Last year Laurence Inman found himself treading in the footsteps of legends.
Just before Christmas I did some recording in Trident Studios, Soho. It was a pilot for a radio play. I was a randy old upper-class idiot. The work went well, people thought my part was okay, we had a lot of fun and I had a good day out in London.
But what really thrilled me was that this was the studio where some legendary names in modern music produced their finest creations. Bowie. Queen. The Stones.
And The Beatles.
There was a framed invoice on the wall: £35 an hour for the use of the studio on 22nd February 1969, for sessions which ended up on Abbey Road. Photographs of them all. Lots of photographs.
Then at Christmas I was given the huge book about George Harrison, Living In The Material World, a spin-off from the Martin Scorsese film.
It is a treasure. The front cover shows him up to his neck in some placid water, looking straight at the camera, serious and peaceful.
But George is the one I’d most like to have had night out with. He wrote Something, a better song than any of the John/Paul output. He was a better musician, and a better man.

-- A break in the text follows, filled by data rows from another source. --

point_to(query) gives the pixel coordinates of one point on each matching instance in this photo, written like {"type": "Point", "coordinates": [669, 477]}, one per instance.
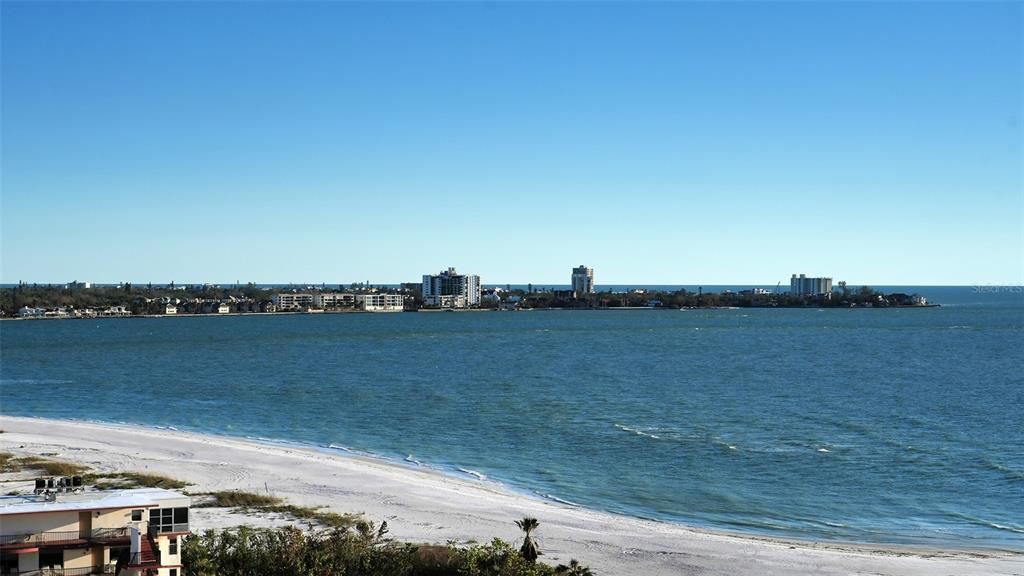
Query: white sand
{"type": "Point", "coordinates": [428, 506]}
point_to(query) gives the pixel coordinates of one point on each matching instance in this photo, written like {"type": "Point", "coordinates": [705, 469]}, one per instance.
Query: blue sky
{"type": "Point", "coordinates": [658, 142]}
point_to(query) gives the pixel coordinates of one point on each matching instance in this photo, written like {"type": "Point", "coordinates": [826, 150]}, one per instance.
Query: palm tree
{"type": "Point", "coordinates": [573, 569]}
{"type": "Point", "coordinates": [529, 549]}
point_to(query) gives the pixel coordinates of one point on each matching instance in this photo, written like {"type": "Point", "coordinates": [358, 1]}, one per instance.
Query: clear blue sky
{"type": "Point", "coordinates": [658, 142]}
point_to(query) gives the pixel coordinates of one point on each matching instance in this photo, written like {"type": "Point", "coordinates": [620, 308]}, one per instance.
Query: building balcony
{"type": "Point", "coordinates": [69, 538]}
{"type": "Point", "coordinates": [62, 571]}
{"type": "Point", "coordinates": [41, 539]}
{"type": "Point", "coordinates": [110, 535]}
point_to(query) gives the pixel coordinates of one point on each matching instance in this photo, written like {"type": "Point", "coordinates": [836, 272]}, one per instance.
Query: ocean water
{"type": "Point", "coordinates": [871, 425]}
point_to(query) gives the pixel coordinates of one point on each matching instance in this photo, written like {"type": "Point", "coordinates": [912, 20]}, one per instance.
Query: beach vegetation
{"type": "Point", "coordinates": [264, 503]}
{"type": "Point", "coordinates": [12, 463]}
{"type": "Point", "coordinates": [363, 548]}
{"type": "Point", "coordinates": [529, 549]}
{"type": "Point", "coordinates": [573, 568]}
{"type": "Point", "coordinates": [124, 481]}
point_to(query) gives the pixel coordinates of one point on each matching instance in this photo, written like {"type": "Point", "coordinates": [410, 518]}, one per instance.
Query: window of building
{"type": "Point", "coordinates": [8, 563]}
{"type": "Point", "coordinates": [50, 558]}
{"type": "Point", "coordinates": [118, 552]}
{"type": "Point", "coordinates": [169, 520]}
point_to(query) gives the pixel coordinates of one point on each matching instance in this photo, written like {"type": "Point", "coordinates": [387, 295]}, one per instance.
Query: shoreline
{"type": "Point", "coordinates": [425, 504]}
{"type": "Point", "coordinates": [434, 311]}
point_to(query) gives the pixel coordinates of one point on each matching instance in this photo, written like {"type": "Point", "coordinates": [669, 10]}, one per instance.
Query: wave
{"type": "Point", "coordinates": [6, 381]}
{"type": "Point", "coordinates": [473, 474]}
{"type": "Point", "coordinates": [637, 432]}
{"type": "Point", "coordinates": [561, 500]}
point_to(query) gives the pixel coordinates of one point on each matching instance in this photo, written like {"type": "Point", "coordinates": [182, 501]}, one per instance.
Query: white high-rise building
{"type": "Point", "coordinates": [450, 289]}
{"type": "Point", "coordinates": [804, 286]}
{"type": "Point", "coordinates": [583, 280]}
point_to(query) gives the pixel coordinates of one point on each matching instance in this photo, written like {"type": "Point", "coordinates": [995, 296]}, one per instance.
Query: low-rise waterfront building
{"type": "Point", "coordinates": [131, 532]}
{"type": "Point", "coordinates": [327, 300]}
{"type": "Point", "coordinates": [292, 301]}
{"type": "Point", "coordinates": [381, 302]}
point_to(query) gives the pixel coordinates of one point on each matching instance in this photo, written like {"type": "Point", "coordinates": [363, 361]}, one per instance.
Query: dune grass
{"type": "Point", "coordinates": [253, 502]}
{"type": "Point", "coordinates": [11, 463]}
{"type": "Point", "coordinates": [123, 481]}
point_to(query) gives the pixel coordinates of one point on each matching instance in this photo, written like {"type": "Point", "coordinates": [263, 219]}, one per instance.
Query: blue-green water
{"type": "Point", "coordinates": [880, 425]}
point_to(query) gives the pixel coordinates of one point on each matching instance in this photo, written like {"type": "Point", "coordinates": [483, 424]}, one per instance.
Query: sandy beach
{"type": "Point", "coordinates": [425, 505]}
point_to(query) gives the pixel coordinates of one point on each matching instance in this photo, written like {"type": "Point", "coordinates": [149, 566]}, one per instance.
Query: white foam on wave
{"type": "Point", "coordinates": [637, 432]}
{"type": "Point", "coordinates": [473, 474]}
{"type": "Point", "coordinates": [561, 500]}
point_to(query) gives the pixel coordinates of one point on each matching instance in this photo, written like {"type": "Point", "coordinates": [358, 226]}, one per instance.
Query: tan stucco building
{"type": "Point", "coordinates": [130, 532]}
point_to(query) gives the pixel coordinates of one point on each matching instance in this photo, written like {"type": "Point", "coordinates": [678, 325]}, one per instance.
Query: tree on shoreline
{"type": "Point", "coordinates": [529, 549]}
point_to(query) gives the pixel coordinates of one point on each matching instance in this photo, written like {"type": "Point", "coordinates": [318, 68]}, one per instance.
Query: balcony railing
{"type": "Point", "coordinates": [140, 559]}
{"type": "Point", "coordinates": [62, 571]}
{"type": "Point", "coordinates": [110, 533]}
{"type": "Point", "coordinates": [39, 538]}
{"type": "Point", "coordinates": [51, 538]}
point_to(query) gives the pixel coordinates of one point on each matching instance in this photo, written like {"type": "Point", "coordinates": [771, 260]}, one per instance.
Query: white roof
{"type": "Point", "coordinates": [93, 500]}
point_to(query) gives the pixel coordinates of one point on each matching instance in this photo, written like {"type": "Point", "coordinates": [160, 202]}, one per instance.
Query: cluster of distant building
{"type": "Point", "coordinates": [68, 312]}
{"type": "Point", "coordinates": [444, 290]}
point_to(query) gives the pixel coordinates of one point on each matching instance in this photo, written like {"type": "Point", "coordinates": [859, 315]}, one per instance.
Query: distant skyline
{"type": "Point", "coordinates": [657, 142]}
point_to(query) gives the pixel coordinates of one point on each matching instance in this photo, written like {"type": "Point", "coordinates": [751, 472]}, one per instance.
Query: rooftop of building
{"type": "Point", "coordinates": [92, 500]}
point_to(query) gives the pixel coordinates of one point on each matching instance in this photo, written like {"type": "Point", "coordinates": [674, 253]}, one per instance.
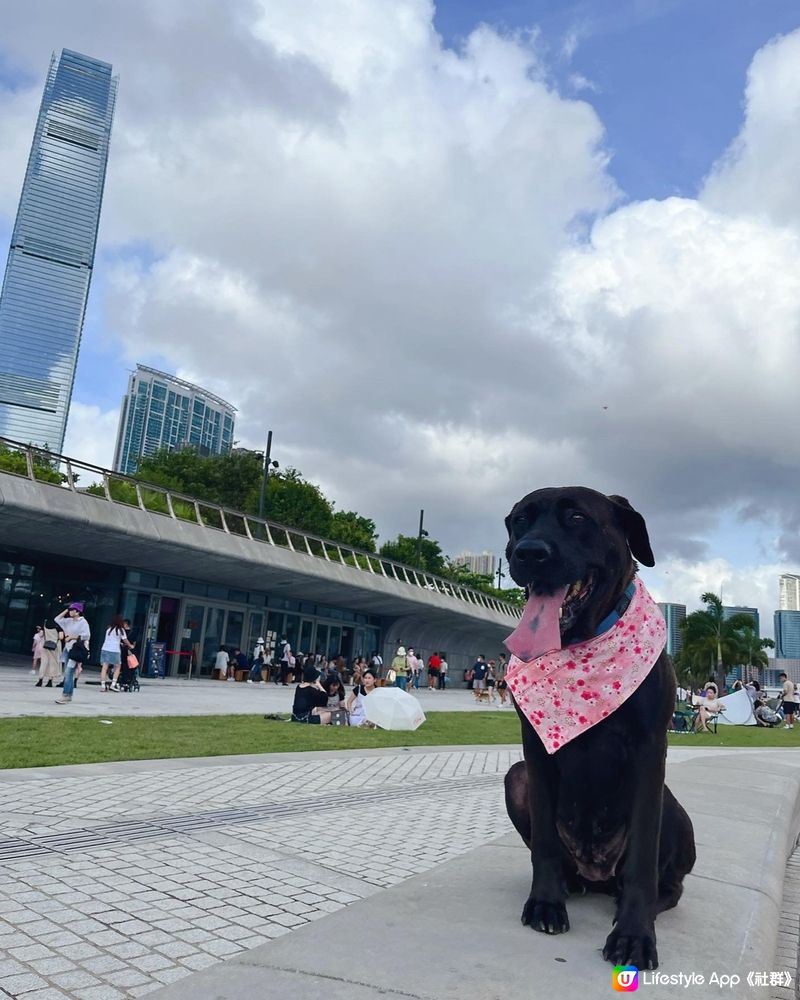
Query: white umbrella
{"type": "Point", "coordinates": [391, 708]}
{"type": "Point", "coordinates": [738, 710]}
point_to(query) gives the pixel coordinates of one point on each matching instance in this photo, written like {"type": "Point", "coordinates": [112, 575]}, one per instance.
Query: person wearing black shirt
{"type": "Point", "coordinates": [310, 700]}
{"type": "Point", "coordinates": [479, 676]}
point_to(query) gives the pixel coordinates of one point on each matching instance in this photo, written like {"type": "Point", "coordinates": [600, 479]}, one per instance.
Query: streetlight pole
{"type": "Point", "coordinates": [265, 478]}
{"type": "Point", "coordinates": [422, 534]}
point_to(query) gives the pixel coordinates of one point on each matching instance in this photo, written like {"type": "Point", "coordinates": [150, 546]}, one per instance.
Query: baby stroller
{"type": "Point", "coordinates": [129, 676]}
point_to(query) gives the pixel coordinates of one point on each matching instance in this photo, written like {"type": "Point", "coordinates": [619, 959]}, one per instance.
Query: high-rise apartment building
{"type": "Point", "coordinates": [728, 611]}
{"type": "Point", "coordinates": [482, 563]}
{"type": "Point", "coordinates": [789, 592]}
{"type": "Point", "coordinates": [161, 412]}
{"type": "Point", "coordinates": [787, 635]}
{"type": "Point", "coordinates": [673, 614]}
{"type": "Point", "coordinates": [50, 262]}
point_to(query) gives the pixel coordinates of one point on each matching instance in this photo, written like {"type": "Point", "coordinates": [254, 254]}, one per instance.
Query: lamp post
{"type": "Point", "coordinates": [268, 462]}
{"type": "Point", "coordinates": [422, 534]}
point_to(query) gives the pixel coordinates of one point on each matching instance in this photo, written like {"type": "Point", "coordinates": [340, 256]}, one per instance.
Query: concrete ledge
{"type": "Point", "coordinates": [454, 933]}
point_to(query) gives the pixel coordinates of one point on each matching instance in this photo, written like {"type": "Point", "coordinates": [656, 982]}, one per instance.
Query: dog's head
{"type": "Point", "coordinates": [576, 537]}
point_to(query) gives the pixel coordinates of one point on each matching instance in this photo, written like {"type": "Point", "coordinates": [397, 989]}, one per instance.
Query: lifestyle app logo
{"type": "Point", "coordinates": [625, 978]}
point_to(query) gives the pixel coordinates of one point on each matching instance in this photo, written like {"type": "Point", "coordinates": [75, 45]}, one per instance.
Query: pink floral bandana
{"type": "Point", "coordinates": [565, 692]}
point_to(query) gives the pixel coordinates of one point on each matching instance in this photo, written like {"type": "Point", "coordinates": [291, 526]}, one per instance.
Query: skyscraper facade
{"type": "Point", "coordinates": [728, 611]}
{"type": "Point", "coordinates": [50, 262]}
{"type": "Point", "coordinates": [789, 592]}
{"type": "Point", "coordinates": [673, 614]}
{"type": "Point", "coordinates": [161, 412]}
{"type": "Point", "coordinates": [787, 635]}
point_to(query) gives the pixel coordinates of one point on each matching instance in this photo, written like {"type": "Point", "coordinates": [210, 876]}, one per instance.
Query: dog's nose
{"type": "Point", "coordinates": [534, 551]}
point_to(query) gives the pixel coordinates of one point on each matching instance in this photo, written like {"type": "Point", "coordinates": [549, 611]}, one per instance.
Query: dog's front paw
{"type": "Point", "coordinates": [550, 918]}
{"type": "Point", "coordinates": [632, 947]}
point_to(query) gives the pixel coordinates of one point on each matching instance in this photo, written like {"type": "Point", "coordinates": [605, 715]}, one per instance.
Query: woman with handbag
{"type": "Point", "coordinates": [50, 660]}
{"type": "Point", "coordinates": [76, 644]}
{"type": "Point", "coordinates": [111, 653]}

And I respond totally to his attitude to fame. I was very aware of this watching the antics of present-day celebrities on the box during the last few weeks, capering for attention like young apes. This fame, this look-at-me, this money for doing nothing special – it’s disgusting.
George was as famous as you could possibly be. He could open any door. The whole world wanted to hold his hand. And yet he preferred to stay at home, tending his garden, seeing at last that this was the best life could offer.